The type mapping is very straightforward except for Avro's "unique" way of handling `NULL`. Unlike other systems, Avro does not treat `NULL` as a possible value in a range of e.g. `INTEGER` but instead represents `NULL` as a union of the actual type with a special `NULL` type. This is different to DuckDB, where any value can be `NULL`. Of course DuckDB also supports `UNION` types, but this would be quite cumbersome to work with.
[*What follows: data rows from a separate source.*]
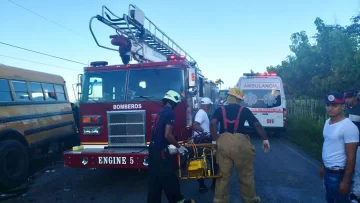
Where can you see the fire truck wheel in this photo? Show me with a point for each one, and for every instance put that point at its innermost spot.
(14, 164)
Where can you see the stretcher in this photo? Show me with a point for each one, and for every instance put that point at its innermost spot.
(198, 163)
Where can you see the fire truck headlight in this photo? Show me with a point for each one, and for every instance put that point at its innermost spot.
(84, 161)
(146, 161)
(92, 130)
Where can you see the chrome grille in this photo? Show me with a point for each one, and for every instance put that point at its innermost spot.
(126, 128)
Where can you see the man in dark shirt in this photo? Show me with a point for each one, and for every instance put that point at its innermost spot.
(162, 171)
(234, 147)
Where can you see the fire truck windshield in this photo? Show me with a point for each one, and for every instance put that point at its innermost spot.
(104, 86)
(149, 83)
(154, 83)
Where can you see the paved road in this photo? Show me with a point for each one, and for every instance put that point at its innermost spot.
(283, 175)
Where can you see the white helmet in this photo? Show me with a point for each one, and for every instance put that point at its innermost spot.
(206, 100)
(173, 96)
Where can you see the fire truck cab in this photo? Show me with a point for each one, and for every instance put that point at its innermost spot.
(119, 103)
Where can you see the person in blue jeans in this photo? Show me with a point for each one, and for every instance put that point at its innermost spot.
(341, 138)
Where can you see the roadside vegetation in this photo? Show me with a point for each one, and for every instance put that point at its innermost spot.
(327, 61)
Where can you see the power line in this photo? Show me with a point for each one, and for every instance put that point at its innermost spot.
(20, 59)
(43, 17)
(42, 53)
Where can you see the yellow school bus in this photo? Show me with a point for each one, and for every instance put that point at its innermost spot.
(35, 112)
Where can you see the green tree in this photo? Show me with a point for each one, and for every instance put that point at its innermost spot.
(331, 63)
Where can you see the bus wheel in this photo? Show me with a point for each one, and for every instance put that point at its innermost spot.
(14, 164)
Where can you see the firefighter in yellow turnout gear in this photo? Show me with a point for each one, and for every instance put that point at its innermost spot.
(233, 148)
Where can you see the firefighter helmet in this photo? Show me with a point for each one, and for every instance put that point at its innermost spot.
(236, 92)
(173, 96)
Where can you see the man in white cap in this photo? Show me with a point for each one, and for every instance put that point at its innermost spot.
(201, 124)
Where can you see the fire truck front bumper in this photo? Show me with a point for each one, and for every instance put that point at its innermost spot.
(83, 157)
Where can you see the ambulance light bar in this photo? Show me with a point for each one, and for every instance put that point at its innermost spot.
(176, 57)
(259, 74)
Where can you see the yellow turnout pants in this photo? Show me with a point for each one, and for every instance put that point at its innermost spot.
(235, 150)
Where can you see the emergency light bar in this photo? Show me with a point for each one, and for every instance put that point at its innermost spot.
(176, 57)
(259, 74)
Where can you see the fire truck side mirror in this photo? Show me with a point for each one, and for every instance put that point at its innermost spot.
(192, 77)
(80, 78)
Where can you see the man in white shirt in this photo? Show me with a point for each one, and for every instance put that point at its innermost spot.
(202, 125)
(341, 137)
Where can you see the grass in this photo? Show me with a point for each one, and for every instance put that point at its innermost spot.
(305, 132)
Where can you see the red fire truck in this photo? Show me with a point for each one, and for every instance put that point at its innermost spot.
(118, 103)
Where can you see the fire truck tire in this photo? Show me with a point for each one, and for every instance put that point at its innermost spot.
(14, 164)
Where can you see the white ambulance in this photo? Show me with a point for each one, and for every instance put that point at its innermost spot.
(264, 96)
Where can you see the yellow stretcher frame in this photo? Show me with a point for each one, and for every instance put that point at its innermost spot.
(207, 147)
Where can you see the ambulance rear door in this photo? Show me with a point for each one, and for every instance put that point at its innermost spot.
(264, 97)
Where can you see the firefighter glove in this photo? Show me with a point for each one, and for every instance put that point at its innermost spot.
(266, 145)
(182, 149)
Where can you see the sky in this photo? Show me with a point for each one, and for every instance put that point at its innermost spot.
(226, 39)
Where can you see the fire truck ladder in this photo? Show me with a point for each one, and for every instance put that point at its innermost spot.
(147, 45)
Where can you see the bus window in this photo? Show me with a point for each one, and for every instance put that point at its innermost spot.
(49, 92)
(36, 91)
(5, 93)
(60, 92)
(21, 90)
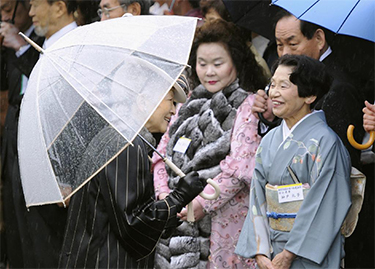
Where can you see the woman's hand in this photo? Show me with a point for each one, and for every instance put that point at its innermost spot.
(198, 212)
(283, 260)
(263, 104)
(263, 262)
(162, 195)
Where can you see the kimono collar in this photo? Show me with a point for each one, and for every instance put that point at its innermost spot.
(287, 131)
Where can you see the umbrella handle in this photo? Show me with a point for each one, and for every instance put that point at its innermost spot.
(354, 143)
(190, 215)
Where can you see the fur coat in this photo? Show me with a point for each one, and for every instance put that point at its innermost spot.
(208, 120)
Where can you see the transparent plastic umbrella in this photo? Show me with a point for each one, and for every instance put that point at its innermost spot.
(113, 73)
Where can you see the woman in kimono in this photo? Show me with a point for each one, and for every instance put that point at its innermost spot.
(221, 133)
(303, 147)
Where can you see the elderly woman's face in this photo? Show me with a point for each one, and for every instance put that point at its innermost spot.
(215, 68)
(285, 100)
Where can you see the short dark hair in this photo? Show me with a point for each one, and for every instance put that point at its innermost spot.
(71, 5)
(216, 5)
(310, 75)
(250, 74)
(308, 29)
(145, 5)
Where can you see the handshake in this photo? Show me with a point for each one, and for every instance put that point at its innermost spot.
(188, 187)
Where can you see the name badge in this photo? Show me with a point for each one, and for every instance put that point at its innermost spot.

This extension *simplifies* the Avro schema where possible: An Avro union of any type and the special null type is simplified to just the non-null type. For example, an Avro record of the union type ` ["int","null"]` becomes a DuckDB `INTEGER`, which just happens to be `NULL` sometimes. Similarly, an Avro union that contains only a single type is converted to the type it contains. For example, an Avro record of the union type ` ["int"]` also becomes a DuckDB `INTEGER`.
The extension also "flattens" the Avro schema. Avro defines tables as root-level "record" fields, which are the same as DuckDB `STRUCT` fields. For more convenient handling, this extension turns the entries of a single top-level record into top-level columns.
### Implementation
Internally, this extension uses the "official" [Apache Avro C API](https://avro.apache.org/docs/++version++/api/c/), albeit with some minor patching to allow reading of Avro files from memory.
### Limitations & Next Steps
- This extension currently does not make use of **parallelism** when reading either a single (large) Avro file or when reading a list of files. Adding support for parallelism in the latter case is on the roadmap.
- There is currently no support for neither projection nor filter **pushdown**, but this is also planned at a later stage.
- There is currently no support for the WASM or the Windows-MinGW builds of DuckDB due to issues with the Avro library dependency (sigh again). We plan to fix this eventually.
- As mentioned above, DuckDB cannot express recursive type definitions that Avro has, this is unlikely to ever change.
- There is no support to allow users to provide a separate Avro schema file. This is unlikely to change, all Avro files we have seen so far had their schema embedded.
- There is currently no support for the `union_by_name` flag that other readers in DuckDB support. This is planned for the future.